Jesus is baptized so that in His Baptism, the sin of the world is placed on Him, so that in your baptism, His righteousness is placed on you.  As the Christmas hymn sings:

He undertakes great exchange,

Puts on our human frame,

And in return gives us His realm,

His glory and His Name. (LSB 389)

His saving name – Father, Son, and Holy Spirit – is given to you in baptism.

What is baptism? Baptism is not just plain water, but it is the water included in God’s command and combined with God’s Word.

What is baptism?  It is how Our Lord distributes His work of salvation to you.  Because of His gift of baptism, you are saved.

What is baptism? It is a new life in Christ, called out of the multitude of unbelievers and into His family.

It is a new perspective.  Baptism calls us to order our time and priorities around hearing God’s Word.

Baptism is about moving on: Moving past the wisdom, fears, and superstition of the world.  Baptism is to see things from the perspective of a redeemed child of God; to face the challenges and chances of life as a guaranteed heir of heaven; a child of the heavenly Father, so that with all boldness and confidence we may ask Him as dear children ask their dear father.

Baptism gives us a brother in His Son Jesus.

Baptism makes us brothers and sister together in His Body, the Church.  Baptism calls us to a life of love and service to our brothers and sisters in the Church, and to share this Good News with our family, friends, coworkers, and community.  Baptism calls us into the world to share Christ’s work of salvation.
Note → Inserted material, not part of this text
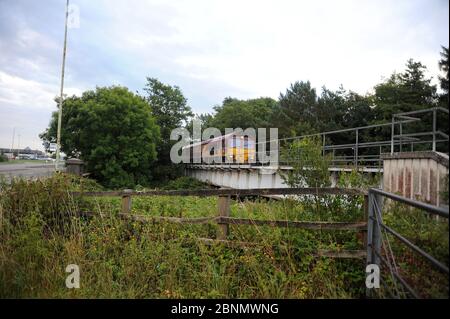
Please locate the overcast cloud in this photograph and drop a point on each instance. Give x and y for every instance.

We are called to remember our baptism – daily: in good times and bad.

This summer on July 12, I will celebrate the fortieth anniversary of my baptism.  Remembering my baptism always has a bit of an unfortunate memory for me.  The church I was baptized in – Messiah in Fort Wayne – a rather unremarkable 1970s architecture building was torn down in the 1990s to make way for an even more unremarkable parking lot for a prototype Walgreen’s in suburban sprawl Fort Wayne at the corner of Stellhorn and Maplecrest roads.  But this doesn’t diminish baptism at all.

The placing of the font in Church architecture has varied from time to time and place to place over the years.  Some churches have an elaborate room or part of the Nave called a baptistry to house the font.  Some churches place the font in the front, perhaps in the center or another prominent location.
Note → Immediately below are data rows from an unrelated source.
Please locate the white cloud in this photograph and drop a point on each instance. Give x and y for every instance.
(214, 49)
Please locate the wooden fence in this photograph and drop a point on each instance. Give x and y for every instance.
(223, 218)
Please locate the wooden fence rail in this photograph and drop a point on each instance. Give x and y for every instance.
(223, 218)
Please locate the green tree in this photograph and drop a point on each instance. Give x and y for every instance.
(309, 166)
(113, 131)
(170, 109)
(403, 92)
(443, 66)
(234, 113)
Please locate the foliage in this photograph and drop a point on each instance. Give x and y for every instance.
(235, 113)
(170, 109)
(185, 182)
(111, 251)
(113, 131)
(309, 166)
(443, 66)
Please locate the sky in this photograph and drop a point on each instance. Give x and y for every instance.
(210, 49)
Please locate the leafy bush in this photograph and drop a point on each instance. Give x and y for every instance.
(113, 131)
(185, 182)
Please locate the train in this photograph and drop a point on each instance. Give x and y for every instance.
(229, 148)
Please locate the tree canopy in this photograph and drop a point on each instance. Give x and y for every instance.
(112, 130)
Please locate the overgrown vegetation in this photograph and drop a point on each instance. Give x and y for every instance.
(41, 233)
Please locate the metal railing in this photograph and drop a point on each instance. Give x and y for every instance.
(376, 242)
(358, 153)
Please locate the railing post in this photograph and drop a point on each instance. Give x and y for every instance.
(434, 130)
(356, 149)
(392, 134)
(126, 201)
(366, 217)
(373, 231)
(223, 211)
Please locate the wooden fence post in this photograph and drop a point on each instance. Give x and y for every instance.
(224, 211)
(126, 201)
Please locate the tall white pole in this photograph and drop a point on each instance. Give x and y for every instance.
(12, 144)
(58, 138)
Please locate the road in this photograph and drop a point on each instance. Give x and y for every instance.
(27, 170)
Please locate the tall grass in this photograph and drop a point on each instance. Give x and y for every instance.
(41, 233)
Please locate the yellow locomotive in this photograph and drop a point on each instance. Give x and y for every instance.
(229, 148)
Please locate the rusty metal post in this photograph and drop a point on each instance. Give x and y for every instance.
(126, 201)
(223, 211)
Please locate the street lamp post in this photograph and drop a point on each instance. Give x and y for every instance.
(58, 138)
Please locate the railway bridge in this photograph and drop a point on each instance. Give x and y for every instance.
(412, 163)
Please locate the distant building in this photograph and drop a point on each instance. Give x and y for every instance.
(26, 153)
Some of you this evening were perhaps even baptized in the font here at Immanuel in the entry from the Narthex into the Nave.  A relative of mine, not fully appreciating the symbolism of this location, remarked that it was kinda “in the way.”  Indeed, it is.  In the way.  You can’t get in without confronting the font.  This is on purpose.  We enter the Nave as we entered the Church—through Baptism.  And we leave with the comfort of baptism, remembering Jesus’ forgiveness from the cross given to you.
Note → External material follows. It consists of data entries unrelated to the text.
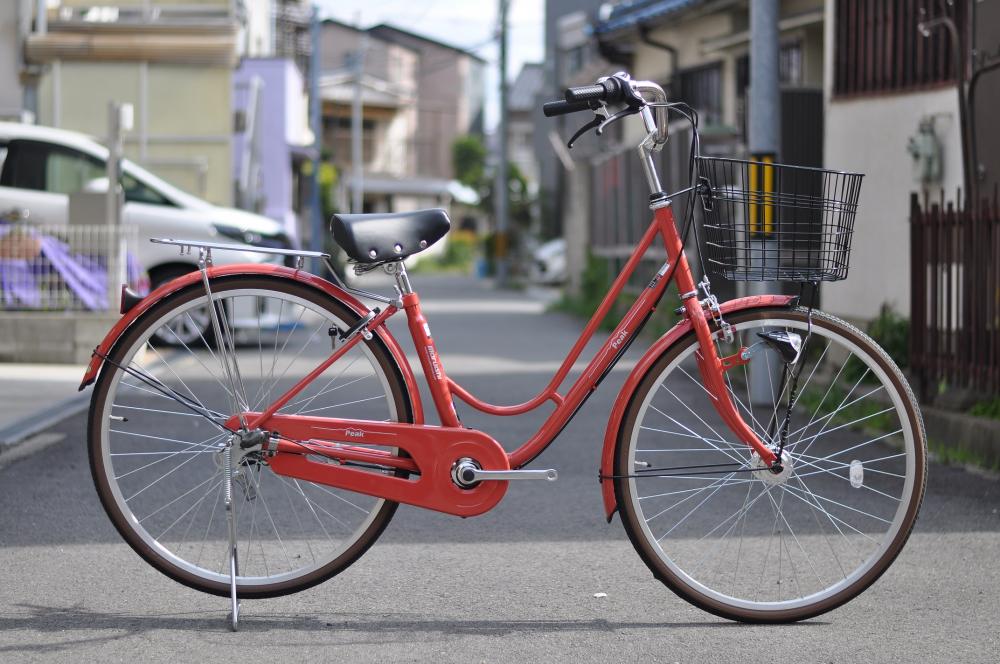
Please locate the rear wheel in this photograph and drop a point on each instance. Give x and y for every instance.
(750, 545)
(158, 466)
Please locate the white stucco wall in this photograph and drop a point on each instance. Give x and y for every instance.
(870, 136)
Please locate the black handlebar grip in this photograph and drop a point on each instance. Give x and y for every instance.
(553, 108)
(586, 93)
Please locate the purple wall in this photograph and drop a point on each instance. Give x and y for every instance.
(277, 121)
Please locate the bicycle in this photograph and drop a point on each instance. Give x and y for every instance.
(239, 468)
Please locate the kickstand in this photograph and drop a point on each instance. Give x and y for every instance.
(234, 614)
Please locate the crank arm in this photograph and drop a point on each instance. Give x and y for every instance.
(550, 474)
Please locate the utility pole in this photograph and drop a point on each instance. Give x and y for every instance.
(357, 110)
(501, 207)
(119, 120)
(765, 102)
(764, 142)
(317, 223)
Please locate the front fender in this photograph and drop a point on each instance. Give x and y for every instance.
(672, 336)
(267, 269)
No matter where you were baptized: here; somewhere else you can visit; or if it was torn down over twenty-five years ago; the font serves as a physical reminder of that saving act that placed you into Our Lord’s family.

Every morning and evening, and before meals, Dr. Luther directs us in the catechism to make the sign of the cross and speak the words in which you received His name – Father, Son, and Holy Spirit – to remember your baptism.  Similarly, we begin and end the Divine Service with the sign of the cross and His Triune Name.

The sign of the cross is another physical reminder that Our Lord has called you, placed His name on you; in order to fulfill all righteousness.

In the name of the Father and of the + Son and of the Holy Spirit. Amen.